Ну меня-то что искать, посмотрел по базе данных — вот он я, пожалуйста, адрес и телефон. С Мишкой сложнее — нету его ,адреса в компьютере. Вот он и просил меня поискать, может, у меня где завалялся. Я, конечно, обещал, да тоже не сразу этим делом занялся, а потом Модестова убили. Так меня это поразило — надо же, только недавно разговаривали, он такой довольный был, планы строил, и тут вдруг от собственной жены такой финт получить! Жену его я никогда в глаза не видел.
Дико, конечно, проживши с мужем лет десять вдруг взять да и перерезать ему горло из-за ерунды! У меня у самого жена ревнивая, но до такого дойти, я вам скажу… Но чужая душа — потемки, и потому я посчитал, что без меня там разберутся.
— Правильное решение, — одобрил Маркиз, ему всегда импонировали люди, которые не любят слишком вмешиваться в чужие дела.
— Но не дали мне забыть про это дело, не дали, — продолжал Птичкин. — Прошло два или три дня, стали со мной странные вещи происходить. Вдруг такое чувство нехорошее, что кто-то меня преследует, смотрит в спину. То тень мелькнет, то шаги следом… В общем, как у впечатлительной дамы, сплошные нервы.
Никогда за мной такого не водилось, даже на работе заметили, что я какой-то дерганый стал.
— Вы поподробнее про тот день, десятого апреля, когда авария случилась, — предложил Леня.
— Да, поехал я в ту субботу на дачу…
— А зачем? — не утерпел Леня. — Вы не подумайте, что я нарочно перебиваю, но интересно знать: вот вы опасались преследования, нервничали, отчего же в одиночестве на дачу поехали? Сидели бы в городе, там народу все же вокруг побольше, чем на даче в начале апреля.

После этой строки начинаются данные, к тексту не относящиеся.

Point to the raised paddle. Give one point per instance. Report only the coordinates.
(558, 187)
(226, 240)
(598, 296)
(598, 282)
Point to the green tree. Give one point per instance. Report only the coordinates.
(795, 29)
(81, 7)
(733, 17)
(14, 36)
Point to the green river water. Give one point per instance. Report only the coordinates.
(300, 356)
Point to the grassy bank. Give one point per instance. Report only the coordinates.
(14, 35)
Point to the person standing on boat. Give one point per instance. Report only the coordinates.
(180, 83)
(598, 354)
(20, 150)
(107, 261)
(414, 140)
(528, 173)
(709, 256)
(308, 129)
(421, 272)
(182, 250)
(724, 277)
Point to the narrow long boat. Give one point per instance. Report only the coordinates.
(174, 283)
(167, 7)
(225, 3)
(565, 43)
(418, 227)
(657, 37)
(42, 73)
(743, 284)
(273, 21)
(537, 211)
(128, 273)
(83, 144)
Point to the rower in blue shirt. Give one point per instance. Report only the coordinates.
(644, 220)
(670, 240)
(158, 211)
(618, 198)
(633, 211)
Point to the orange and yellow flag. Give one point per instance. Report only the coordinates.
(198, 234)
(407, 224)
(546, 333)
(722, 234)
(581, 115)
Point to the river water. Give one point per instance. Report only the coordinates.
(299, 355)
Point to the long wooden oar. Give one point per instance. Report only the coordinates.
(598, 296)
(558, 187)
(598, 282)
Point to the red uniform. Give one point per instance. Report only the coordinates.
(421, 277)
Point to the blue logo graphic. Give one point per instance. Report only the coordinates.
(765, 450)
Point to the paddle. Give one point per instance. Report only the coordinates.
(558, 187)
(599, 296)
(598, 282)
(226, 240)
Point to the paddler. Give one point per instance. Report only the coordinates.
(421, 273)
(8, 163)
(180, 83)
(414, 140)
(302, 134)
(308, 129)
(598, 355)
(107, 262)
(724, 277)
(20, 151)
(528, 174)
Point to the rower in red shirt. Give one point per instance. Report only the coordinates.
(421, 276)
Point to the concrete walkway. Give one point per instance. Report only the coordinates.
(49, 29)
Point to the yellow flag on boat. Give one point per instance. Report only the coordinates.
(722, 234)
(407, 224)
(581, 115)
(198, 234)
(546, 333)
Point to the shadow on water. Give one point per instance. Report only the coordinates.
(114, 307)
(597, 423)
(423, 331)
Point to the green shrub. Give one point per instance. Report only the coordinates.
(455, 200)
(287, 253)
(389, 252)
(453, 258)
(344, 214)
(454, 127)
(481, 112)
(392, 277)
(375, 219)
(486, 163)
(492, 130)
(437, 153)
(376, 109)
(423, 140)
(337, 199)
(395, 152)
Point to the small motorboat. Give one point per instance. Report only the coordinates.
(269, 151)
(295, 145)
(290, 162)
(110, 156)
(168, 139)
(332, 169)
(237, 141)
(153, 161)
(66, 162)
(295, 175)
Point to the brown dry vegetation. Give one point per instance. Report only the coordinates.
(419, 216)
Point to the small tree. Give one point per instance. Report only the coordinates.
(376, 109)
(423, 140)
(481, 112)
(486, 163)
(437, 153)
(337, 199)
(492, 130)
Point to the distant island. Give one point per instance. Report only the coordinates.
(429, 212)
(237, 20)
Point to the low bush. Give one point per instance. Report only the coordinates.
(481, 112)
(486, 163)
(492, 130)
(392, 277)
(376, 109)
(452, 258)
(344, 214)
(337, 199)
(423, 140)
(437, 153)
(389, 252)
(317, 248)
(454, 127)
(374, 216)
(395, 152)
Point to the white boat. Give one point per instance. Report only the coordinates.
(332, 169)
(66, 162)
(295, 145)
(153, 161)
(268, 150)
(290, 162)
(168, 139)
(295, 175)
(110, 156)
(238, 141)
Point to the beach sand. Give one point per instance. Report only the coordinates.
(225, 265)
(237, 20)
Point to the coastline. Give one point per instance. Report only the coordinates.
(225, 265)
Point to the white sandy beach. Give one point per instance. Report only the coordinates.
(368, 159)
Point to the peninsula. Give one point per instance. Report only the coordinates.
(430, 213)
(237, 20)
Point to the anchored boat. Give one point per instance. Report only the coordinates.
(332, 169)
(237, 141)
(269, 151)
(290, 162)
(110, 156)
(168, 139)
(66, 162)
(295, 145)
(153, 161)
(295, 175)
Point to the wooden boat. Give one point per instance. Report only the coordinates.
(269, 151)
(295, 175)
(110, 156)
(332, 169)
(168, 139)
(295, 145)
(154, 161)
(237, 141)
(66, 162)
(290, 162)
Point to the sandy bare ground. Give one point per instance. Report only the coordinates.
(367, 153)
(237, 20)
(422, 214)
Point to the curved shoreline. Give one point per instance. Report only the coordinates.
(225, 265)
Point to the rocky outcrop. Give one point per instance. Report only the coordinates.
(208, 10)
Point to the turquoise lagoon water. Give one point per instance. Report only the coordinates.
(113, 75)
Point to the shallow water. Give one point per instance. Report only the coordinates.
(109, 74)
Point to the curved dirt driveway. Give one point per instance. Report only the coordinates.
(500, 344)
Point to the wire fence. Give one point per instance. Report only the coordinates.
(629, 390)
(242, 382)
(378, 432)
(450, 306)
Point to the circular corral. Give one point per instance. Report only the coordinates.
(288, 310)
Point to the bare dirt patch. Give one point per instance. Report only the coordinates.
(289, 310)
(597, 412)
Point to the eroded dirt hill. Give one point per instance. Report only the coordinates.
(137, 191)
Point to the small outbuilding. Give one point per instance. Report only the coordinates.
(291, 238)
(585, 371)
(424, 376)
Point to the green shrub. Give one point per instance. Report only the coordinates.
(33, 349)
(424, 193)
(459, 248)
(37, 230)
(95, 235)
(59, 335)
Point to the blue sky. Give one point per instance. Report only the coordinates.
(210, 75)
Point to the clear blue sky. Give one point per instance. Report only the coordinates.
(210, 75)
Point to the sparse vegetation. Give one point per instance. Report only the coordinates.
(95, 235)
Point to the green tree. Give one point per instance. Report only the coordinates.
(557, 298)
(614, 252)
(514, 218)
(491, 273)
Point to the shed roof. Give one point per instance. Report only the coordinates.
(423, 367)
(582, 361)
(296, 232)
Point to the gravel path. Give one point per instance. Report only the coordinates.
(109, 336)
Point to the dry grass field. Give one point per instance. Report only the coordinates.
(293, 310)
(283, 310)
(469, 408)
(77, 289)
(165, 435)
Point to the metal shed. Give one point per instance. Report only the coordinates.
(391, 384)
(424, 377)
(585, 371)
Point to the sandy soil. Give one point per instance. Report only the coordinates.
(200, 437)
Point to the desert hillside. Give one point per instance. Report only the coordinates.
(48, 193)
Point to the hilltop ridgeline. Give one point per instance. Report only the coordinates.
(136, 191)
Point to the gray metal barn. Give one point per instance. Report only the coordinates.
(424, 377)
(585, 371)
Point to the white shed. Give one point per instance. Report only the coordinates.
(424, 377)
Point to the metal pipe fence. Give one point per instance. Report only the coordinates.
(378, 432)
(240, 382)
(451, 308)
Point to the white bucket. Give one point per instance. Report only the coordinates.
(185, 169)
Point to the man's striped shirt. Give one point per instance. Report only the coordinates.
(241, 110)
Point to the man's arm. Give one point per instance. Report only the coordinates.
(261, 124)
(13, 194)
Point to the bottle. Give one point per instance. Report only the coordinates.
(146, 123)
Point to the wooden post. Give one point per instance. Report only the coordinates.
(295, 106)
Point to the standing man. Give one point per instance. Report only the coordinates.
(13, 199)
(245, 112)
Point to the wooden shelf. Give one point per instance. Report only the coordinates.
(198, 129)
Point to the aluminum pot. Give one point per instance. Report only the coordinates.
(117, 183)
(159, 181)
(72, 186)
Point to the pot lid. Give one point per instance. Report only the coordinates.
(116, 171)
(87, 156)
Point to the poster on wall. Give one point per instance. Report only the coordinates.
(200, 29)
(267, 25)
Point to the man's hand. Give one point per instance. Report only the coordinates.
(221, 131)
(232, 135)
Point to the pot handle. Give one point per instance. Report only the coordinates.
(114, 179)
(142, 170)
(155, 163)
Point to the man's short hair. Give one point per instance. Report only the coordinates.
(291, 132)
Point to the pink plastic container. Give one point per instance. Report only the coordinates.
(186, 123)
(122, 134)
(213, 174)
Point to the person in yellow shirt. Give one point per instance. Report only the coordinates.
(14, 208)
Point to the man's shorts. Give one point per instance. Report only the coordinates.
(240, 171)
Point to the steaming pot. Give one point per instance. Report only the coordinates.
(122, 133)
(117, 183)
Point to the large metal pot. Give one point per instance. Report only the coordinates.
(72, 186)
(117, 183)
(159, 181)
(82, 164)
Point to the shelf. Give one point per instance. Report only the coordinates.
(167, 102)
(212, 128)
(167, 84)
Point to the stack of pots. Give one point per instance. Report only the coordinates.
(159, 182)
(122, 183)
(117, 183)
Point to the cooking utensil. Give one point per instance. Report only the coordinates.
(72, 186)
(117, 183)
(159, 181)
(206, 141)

Не сезон ведь, садоводов нету, бабушек с внуками тоже!
Так чего вас туда, извините, понесло? Или уж жену бы с собой прихватили, все-таки лишний свидетель, собачка опять же…
— Жену… — Птичкин помедлил, потом тяжело вздохнул. — В этом-то все и дело.
Я ведь по специальности химик, раньше работал в институте, кандидатскую диссертацию защитил даже, докторскую начал.
Ну потом, сами понимаете, наукой стало заниматься невозможно, да еще женился я… Словом, ушел в фирму, стал бухгалтером. Фирма солидная, деньги не то чтобы большие, но жить можно. Жена довольна.
Но за несколько лет осточертела мне эта бухгалтерия хуже горькой редьки! Вот достал потихоньку свою докторскую незаконченную, смотрю — какой материал отличный! Ну стал журналы разные почитывать по специальности, в библиотеку ходить. Жизнь не такой противной кажется.
Написал статью, отослал в редакцию, ответили, что опубликуют. А дома-то ведь попробуй про это скажи — сразу: ах, да как же мы жить будем! Да ученые нынче не в почете! Да денег не будет, собачку кормить нечем! — Птичкин так похоже передразнил интонации Анфисы, что Маркиз улыбнулся.